On April 29, 2014, the SEC Division of Corporation Finance (the "Division") issued a statement on the effect of a recent decision by the US Court of Appeals for the District of Columbia Circuit (the "Court") on the SEC's reporting requirements regarding conflict minerals originating in the Democratic Republic of the Congo (the "DRC") and adjoining countries (the "Conflict Minerals Rule"). The Division expects companies to file all reports required under the Conflict Minerals Rule by the June 2, 2014 due date and to comply with all portions of the Conflict Minerals Rule that the Court upheld.

On April 14, 2014, the Court issued a decision in a case involving a challenge to the Conflict Minerals Rule by the National Association of Manufacturers, the Chamber of Commerce and Business Roundtable, in which it rejected all of the challenges based on the Administrative Procedure Act and the Securities Exchange Act of 1934 (the "Exchange Act"). The Court concluded, however, that Section 13(p)(1) of the Exchange Act, adopted pursuant to Section 1502 of the Dodd-Frank Wall Street Reform and Consumer Protection Act, and the Conflict Minerals Rule "violate the First Amendment to the extent the statute and rule require regulated entities to report to the Commission and to state on their website that any of their products have 'not been found to be 'DRC conflict free.''" In an order issued concurrently with the decision, the Court withheld the issuance of its mandate until seven days after disposition of any timely petition for rehearing or petition for rehearing en banc. As a result, the earliest date on which the Court's mandate is likely to be issued is June 5, 2014, which is after the June 2, 2014 due date for the first reports under the Conflict Minerals Rule.

The statement issued by the Division on April 29, 2014 provides the following guidance:

  • Companies are expected to file any reports required under the Conflict Minerals Rule on or before June 2, 2014.
  • The Form SD and any related Conflict Minerals Report should comply with and address those portions of the Conflict Minerals Rule that the Court upheld.
  • Companies that are not required to file a Conflict Minerals Report should disclose their reasonable country of origin inquiry and briefly describe the inquiry they undertook.
  • Companies that are required to file a Conflict Minerals Report should include a description of the due diligence that the company undertook. If, after exercising due diligence, the company determines that any of its products have not been found to be "DRC conflict free" or if the company is unable to determine whether or not a product qualifies as "DRC conflict free," the company does not need to identify the products as "DRC conflict undeterminable" or "not found to be 'DRC conflict free,'" but should disclose, for those products, the facilities used to produce the conflict minerals, the country of origin of the minerals and the efforts to determine the mine or location of origin.

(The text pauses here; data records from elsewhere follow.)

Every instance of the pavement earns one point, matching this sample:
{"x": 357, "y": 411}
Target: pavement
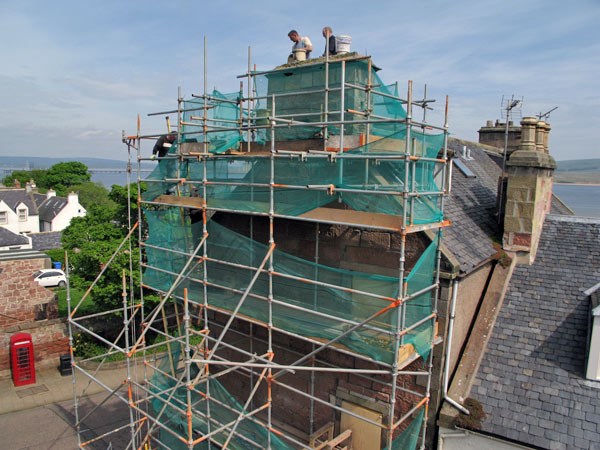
{"x": 42, "y": 416}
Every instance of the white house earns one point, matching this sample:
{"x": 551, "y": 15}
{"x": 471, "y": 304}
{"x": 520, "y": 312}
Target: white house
{"x": 18, "y": 211}
{"x": 56, "y": 212}
{"x": 24, "y": 211}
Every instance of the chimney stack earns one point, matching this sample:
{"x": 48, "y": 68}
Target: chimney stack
{"x": 529, "y": 190}
{"x": 30, "y": 186}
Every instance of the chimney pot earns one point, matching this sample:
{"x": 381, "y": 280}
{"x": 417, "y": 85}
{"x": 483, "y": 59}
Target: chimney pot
{"x": 540, "y": 131}
{"x": 528, "y": 125}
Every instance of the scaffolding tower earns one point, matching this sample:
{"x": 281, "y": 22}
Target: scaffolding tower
{"x": 256, "y": 340}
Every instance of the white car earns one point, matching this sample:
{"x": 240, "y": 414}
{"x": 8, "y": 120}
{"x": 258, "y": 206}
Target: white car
{"x": 50, "y": 278}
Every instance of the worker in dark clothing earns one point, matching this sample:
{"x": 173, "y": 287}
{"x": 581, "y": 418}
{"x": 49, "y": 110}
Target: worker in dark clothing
{"x": 163, "y": 144}
{"x": 329, "y": 41}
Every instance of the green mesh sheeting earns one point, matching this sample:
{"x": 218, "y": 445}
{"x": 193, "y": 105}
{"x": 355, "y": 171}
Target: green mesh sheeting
{"x": 326, "y": 312}
{"x": 292, "y": 176}
{"x": 300, "y": 95}
{"x": 223, "y": 113}
{"x": 295, "y": 98}
{"x": 224, "y": 409}
{"x": 409, "y": 438}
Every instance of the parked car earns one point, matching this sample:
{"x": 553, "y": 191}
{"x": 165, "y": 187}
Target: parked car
{"x": 50, "y": 277}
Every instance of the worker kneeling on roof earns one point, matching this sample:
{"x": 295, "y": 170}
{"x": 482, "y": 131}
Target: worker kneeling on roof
{"x": 301, "y": 48}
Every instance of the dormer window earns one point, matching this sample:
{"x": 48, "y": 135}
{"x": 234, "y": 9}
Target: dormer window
{"x": 593, "y": 357}
{"x": 22, "y": 213}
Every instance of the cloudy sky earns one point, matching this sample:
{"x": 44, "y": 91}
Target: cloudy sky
{"x": 76, "y": 73}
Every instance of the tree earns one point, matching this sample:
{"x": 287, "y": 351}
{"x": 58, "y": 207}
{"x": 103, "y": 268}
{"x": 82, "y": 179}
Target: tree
{"x": 93, "y": 239}
{"x": 62, "y": 176}
{"x": 93, "y": 195}
{"x": 24, "y": 176}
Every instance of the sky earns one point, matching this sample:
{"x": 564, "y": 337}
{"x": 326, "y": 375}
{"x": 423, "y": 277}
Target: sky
{"x": 75, "y": 74}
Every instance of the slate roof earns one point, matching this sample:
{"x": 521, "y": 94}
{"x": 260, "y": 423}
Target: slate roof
{"x": 50, "y": 208}
{"x": 12, "y": 197}
{"x": 46, "y": 240}
{"x": 531, "y": 380}
{"x": 8, "y": 238}
{"x": 471, "y": 207}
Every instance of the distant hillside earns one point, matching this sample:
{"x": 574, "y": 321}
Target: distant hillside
{"x": 35, "y": 162}
{"x": 583, "y": 171}
{"x": 579, "y": 165}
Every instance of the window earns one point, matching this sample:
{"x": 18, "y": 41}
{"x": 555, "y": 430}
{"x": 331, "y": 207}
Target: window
{"x": 22, "y": 212}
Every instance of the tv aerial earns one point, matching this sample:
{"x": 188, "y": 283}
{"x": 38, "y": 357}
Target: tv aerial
{"x": 511, "y": 106}
{"x": 545, "y": 115}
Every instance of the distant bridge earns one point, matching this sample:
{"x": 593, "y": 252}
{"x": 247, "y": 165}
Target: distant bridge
{"x": 7, "y": 170}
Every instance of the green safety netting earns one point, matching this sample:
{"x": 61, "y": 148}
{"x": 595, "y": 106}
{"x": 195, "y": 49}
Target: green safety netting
{"x": 409, "y": 438}
{"x": 224, "y": 409}
{"x": 373, "y": 185}
{"x": 219, "y": 405}
{"x": 300, "y": 184}
{"x": 322, "y": 312}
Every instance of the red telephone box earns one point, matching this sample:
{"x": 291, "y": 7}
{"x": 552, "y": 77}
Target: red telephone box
{"x": 21, "y": 359}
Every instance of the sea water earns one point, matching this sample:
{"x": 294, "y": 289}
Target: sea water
{"x": 583, "y": 199}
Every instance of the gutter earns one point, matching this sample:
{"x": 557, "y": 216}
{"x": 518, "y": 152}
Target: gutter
{"x": 446, "y": 374}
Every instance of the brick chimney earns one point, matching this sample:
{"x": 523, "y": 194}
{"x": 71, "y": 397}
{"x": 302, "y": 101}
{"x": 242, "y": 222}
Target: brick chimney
{"x": 30, "y": 186}
{"x": 529, "y": 190}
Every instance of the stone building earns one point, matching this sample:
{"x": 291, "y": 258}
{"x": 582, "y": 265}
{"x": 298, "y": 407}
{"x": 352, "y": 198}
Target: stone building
{"x": 27, "y": 307}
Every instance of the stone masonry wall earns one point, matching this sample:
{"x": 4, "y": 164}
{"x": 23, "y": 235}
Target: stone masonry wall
{"x": 21, "y": 299}
{"x": 292, "y": 408}
{"x": 339, "y": 246}
{"x": 27, "y": 307}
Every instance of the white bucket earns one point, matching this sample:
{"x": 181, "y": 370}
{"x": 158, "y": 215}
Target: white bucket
{"x": 342, "y": 43}
{"x": 300, "y": 55}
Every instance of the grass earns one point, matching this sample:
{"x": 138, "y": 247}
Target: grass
{"x": 86, "y": 307}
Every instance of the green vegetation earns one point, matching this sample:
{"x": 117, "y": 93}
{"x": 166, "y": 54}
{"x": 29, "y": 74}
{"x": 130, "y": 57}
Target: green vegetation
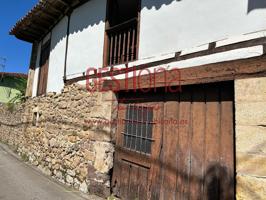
{"x": 12, "y": 91}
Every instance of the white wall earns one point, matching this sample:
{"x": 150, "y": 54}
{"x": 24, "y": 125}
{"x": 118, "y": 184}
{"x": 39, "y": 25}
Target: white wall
{"x": 57, "y": 57}
{"x": 36, "y": 73}
{"x": 86, "y": 39}
{"x": 171, "y": 25}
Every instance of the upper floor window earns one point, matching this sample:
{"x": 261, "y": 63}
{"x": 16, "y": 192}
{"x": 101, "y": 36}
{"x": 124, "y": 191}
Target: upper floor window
{"x": 43, "y": 71}
{"x": 122, "y": 31}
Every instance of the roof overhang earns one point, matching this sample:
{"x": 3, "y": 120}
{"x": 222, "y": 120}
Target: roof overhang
{"x": 42, "y": 18}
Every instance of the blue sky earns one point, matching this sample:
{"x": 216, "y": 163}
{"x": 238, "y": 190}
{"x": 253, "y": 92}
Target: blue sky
{"x": 16, "y": 52}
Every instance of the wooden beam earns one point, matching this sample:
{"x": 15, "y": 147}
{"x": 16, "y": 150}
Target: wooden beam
{"x": 224, "y": 71}
{"x": 63, "y": 2}
{"x": 177, "y": 57}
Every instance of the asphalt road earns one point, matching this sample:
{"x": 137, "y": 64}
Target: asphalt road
{"x": 18, "y": 181}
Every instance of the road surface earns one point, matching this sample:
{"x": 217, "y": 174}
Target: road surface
{"x": 18, "y": 181}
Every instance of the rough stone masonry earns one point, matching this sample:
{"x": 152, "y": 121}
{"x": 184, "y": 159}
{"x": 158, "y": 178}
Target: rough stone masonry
{"x": 67, "y": 136}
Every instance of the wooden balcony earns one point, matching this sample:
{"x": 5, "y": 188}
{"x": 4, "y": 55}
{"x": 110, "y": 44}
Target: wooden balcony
{"x": 122, "y": 42}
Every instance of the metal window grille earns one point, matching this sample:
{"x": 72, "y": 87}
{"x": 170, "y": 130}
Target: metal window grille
{"x": 138, "y": 129}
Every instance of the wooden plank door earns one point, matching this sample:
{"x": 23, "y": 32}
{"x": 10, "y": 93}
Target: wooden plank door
{"x": 43, "y": 71}
{"x": 192, "y": 154}
{"x": 138, "y": 143}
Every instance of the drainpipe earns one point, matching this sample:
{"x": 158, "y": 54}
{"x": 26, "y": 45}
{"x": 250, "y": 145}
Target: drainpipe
{"x": 66, "y": 51}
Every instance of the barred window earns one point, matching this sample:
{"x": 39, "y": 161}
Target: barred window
{"x": 138, "y": 128}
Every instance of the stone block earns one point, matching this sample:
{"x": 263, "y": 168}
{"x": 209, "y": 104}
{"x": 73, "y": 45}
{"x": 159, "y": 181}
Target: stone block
{"x": 251, "y": 164}
{"x": 251, "y": 139}
{"x": 250, "y": 90}
{"x": 251, "y": 113}
{"x": 250, "y": 188}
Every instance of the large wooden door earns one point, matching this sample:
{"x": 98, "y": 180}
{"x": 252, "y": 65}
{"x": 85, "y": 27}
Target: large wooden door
{"x": 191, "y": 150}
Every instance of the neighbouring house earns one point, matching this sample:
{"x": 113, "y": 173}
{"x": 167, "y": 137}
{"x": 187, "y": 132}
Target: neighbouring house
{"x": 11, "y": 85}
{"x": 203, "y": 140}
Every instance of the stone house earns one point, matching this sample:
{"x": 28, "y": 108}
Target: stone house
{"x": 181, "y": 107}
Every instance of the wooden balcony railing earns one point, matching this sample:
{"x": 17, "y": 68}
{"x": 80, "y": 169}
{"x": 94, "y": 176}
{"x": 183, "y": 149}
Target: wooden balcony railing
{"x": 122, "y": 42}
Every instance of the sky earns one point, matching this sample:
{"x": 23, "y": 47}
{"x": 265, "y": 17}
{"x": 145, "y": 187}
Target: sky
{"x": 16, "y": 52}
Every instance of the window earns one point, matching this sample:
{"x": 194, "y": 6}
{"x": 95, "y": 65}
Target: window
{"x": 138, "y": 129}
{"x": 122, "y": 31}
{"x": 43, "y": 71}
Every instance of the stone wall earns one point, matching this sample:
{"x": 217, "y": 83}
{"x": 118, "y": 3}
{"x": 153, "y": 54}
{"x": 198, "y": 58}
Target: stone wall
{"x": 250, "y": 101}
{"x": 67, "y": 136}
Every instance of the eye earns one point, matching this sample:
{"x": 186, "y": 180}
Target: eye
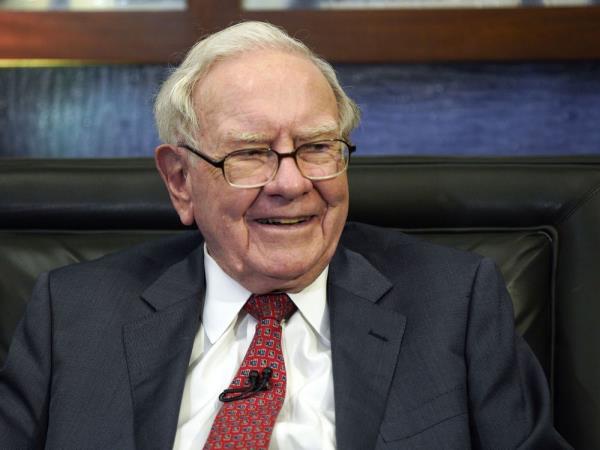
{"x": 250, "y": 153}
{"x": 319, "y": 147}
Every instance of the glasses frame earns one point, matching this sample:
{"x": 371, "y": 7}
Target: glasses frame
{"x": 221, "y": 162}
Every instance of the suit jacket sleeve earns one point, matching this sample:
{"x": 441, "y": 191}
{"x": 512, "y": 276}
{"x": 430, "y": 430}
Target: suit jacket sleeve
{"x": 24, "y": 379}
{"x": 508, "y": 395}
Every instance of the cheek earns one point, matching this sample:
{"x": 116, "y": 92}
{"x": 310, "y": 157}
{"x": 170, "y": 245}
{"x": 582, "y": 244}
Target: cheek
{"x": 335, "y": 195}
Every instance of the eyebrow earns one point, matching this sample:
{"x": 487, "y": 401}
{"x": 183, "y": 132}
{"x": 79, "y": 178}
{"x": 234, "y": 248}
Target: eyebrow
{"x": 310, "y": 133}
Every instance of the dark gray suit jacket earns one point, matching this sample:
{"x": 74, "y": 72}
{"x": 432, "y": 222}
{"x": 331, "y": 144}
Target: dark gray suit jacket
{"x": 423, "y": 346}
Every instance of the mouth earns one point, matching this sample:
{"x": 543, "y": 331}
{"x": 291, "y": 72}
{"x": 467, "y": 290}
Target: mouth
{"x": 284, "y": 221}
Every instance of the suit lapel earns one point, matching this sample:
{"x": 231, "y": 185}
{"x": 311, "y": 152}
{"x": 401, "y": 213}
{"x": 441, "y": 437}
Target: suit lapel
{"x": 365, "y": 345}
{"x": 158, "y": 348}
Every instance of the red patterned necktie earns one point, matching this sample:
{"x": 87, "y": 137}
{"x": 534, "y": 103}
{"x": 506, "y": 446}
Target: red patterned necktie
{"x": 247, "y": 422}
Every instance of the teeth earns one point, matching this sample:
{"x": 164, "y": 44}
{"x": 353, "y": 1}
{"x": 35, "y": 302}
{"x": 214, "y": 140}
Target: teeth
{"x": 282, "y": 221}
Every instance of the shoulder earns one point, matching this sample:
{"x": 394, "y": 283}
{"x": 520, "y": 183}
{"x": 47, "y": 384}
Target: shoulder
{"x": 123, "y": 272}
{"x": 422, "y": 274}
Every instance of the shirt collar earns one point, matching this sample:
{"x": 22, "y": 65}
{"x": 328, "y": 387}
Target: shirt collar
{"x": 225, "y": 298}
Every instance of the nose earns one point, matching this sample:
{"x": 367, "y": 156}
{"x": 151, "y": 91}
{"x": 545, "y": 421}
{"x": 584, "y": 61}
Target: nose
{"x": 288, "y": 181}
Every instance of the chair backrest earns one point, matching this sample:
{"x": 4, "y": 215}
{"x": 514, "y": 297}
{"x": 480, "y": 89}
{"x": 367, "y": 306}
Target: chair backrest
{"x": 538, "y": 218}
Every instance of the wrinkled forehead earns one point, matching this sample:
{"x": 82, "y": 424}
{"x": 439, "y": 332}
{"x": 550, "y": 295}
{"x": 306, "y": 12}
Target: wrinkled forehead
{"x": 266, "y": 84}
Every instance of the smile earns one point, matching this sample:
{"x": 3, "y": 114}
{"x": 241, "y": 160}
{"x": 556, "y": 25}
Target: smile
{"x": 283, "y": 221}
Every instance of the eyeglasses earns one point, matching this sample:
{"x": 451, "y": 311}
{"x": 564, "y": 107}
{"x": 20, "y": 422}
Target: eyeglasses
{"x": 255, "y": 167}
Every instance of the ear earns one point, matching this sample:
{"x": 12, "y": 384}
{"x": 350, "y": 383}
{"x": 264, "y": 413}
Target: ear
{"x": 172, "y": 164}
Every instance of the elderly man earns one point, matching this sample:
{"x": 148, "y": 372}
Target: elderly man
{"x": 279, "y": 325}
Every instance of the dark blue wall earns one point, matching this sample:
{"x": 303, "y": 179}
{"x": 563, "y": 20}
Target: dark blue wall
{"x": 466, "y": 109}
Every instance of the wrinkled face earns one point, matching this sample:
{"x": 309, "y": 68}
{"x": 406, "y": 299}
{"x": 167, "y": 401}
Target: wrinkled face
{"x": 282, "y": 235}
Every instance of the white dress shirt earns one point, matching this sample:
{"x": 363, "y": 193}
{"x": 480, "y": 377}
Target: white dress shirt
{"x": 307, "y": 419}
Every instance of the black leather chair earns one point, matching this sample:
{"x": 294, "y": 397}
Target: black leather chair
{"x": 538, "y": 218}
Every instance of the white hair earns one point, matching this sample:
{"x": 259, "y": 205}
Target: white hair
{"x": 176, "y": 119}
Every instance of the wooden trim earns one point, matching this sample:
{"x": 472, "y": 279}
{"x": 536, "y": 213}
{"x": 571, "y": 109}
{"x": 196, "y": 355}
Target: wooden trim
{"x": 132, "y": 37}
{"x": 379, "y": 36}
{"x": 375, "y": 36}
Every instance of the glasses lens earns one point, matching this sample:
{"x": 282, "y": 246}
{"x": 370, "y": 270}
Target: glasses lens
{"x": 324, "y": 159}
{"x": 250, "y": 167}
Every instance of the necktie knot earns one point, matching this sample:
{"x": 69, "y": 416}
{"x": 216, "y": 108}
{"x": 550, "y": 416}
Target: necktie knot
{"x": 270, "y": 306}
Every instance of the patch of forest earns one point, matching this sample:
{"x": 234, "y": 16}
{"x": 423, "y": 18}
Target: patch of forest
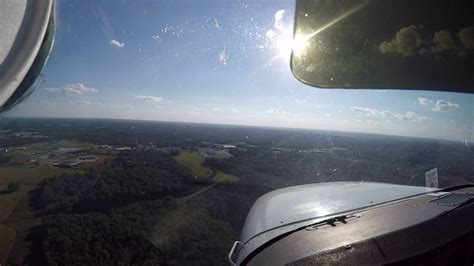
{"x": 135, "y": 212}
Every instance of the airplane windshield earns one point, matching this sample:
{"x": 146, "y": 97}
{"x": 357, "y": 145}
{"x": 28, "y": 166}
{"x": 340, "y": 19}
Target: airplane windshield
{"x": 155, "y": 125}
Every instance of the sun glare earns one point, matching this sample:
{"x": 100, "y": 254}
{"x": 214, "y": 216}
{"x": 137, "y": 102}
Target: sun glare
{"x": 286, "y": 44}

According to the statement, companies are not required to describe their products as "DRC conflict free," having "not been found to be 'DRC conflict free,'" or "DRC conflict undeterminable." If a company voluntarily decides to describe any of its products as "DRC conflict free" in its Conflict Minerals Report, it may do so only if it has obtained an independent private sector audit ("IPSA") as required by the Conflict Minerals Rule. Pending further developments, unless a company voluntarily chooses to describe a product as "DRC conflict free" in its Conflict Minerals Report, an IPSA will not be required.

The Division noted that it may need to provide additional guidance in advance of the filing due date and that there could be further action taken by the SEC or a court.1 The Division's statement is available at http://www.sec.gov/News/PublicStmt/Detail/PublicStmt/1370541681994/. The Division's statement was preceded by a separate statement by the SEC's two Republican Commissioners, Daniel Gallagher and Michael Piwowar, who would have preferred the entire Conflict Minerals Rule to be stayed pending a final outcome of the litigation. That statement is available at http://www.sec.gov/News/PublicStmt/Detail/PublicStmt/1370541665582/ . More information and analysis of the Conflict Minerals Rule may be found in our previous client publications at http://www.shearman.com/sec-adopts-dodd-frank-conflict-minerals-and-government-payments-rules-08-27-2012/ and http://www.shearman.com/all-that-glitters-may-be-a-reportable-conflict-mineral-12-19-2012/ . Our analysis of frequently asked questions on the Conflict Minerals Rule issued by the Division is available at http://www.shearman.com/sec-staff-issues-guidance-on-conflict-minerals-05-31-2013/ and http://www.shearman.com/en/newsinsights/publications/2014/04/additional-guidance-on-conflict-minerals/ .

Footnote

1 The first Form SD and Conflict Minerals Report were filed by a Taiwanese company on April 24, 2014. As of today, no other issuers have filed disclosures under the Conflict Minerals Rule.